Ich fische fast immer mit Picolos - Rotwürmern. Sollte ich doch mal mit Tauwürmern oder großen Würmern fische, schneide ich sie prinzipiell einmal oder sogar zwei mal durch, dann werden die Teile etwas aktiver und sind nicht so groß ... Natürlich darf man die auseinandergeschnitten Würmer nicht in die Wurmdose sondern in eine extra da die anderen sonst dabei drauf gehn.

Am aktivsten sind meiner Meinung nach die Rotwürmer ... fange ich am besten drauf.

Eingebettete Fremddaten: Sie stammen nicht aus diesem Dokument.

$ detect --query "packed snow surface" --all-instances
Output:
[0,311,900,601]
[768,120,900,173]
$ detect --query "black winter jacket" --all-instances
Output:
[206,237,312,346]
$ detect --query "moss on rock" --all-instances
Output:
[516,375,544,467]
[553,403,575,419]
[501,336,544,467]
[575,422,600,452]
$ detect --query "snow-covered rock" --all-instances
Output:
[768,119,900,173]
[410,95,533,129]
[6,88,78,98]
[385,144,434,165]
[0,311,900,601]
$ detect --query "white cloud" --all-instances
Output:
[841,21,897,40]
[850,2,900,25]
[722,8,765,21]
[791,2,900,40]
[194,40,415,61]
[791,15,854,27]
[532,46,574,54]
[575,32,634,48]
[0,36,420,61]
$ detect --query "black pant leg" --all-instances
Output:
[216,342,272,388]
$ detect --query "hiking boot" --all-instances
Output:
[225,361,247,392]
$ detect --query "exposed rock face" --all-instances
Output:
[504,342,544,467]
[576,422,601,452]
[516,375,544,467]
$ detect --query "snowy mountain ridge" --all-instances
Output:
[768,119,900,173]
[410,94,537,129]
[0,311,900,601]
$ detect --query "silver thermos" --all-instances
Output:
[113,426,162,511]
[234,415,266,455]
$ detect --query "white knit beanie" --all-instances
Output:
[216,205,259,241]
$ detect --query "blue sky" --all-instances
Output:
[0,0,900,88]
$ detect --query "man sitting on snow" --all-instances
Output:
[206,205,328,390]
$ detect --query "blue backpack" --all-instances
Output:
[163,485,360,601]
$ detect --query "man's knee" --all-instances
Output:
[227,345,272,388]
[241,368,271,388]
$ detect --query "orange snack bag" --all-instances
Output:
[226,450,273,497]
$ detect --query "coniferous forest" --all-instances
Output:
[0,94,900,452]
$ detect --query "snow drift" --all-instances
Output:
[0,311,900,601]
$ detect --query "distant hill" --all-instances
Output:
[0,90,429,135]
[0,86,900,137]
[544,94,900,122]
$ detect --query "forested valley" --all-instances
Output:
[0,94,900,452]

Ich ziehe die Würmer nicht auf, ich spieße sie mehrmals auf, sodass sie sich nichtmehr lösen können aber trotzdem zappeln können ... das merkt man schon wenn er richtig drauf ist aufm Haken, das kann man nicht so sagen wie man es macht ... einfach etwa so ein bisschen "verknoten" dann geht des ganz gut.


----------



## Krabbenfänger (24. Januar 2009)

*AW: großen (Regen) Wurm richtig anködern*

Wenn Du den Wurm nicht aufziehst sondern nur durchstichst würde ich nach dem Wurm noch eine Made dranmachen.
Da verhindert das der Wurm vom Harken springt.
So mache ich das immer,nicht nur auf Forelle.


----------



## magic feeder (26. Januar 2009)

*AW: großen (Regen) Wurm richtig anködern*



Krabbenfänger schrieb:


> Wenn Du den Wurm nicht aufziehst sondern nur durchstichst würde ich nach dem Wurm noch eine Made dranmachen.
> Da verhindert das der Wurm vom Harken springt.
> So mache ich das immer,nicht nur auf Forelle.


 

jo...ich mache auch immer noch 1-2 maden zum schluss drauf......sieht echt zum anbeissen aus :k


----------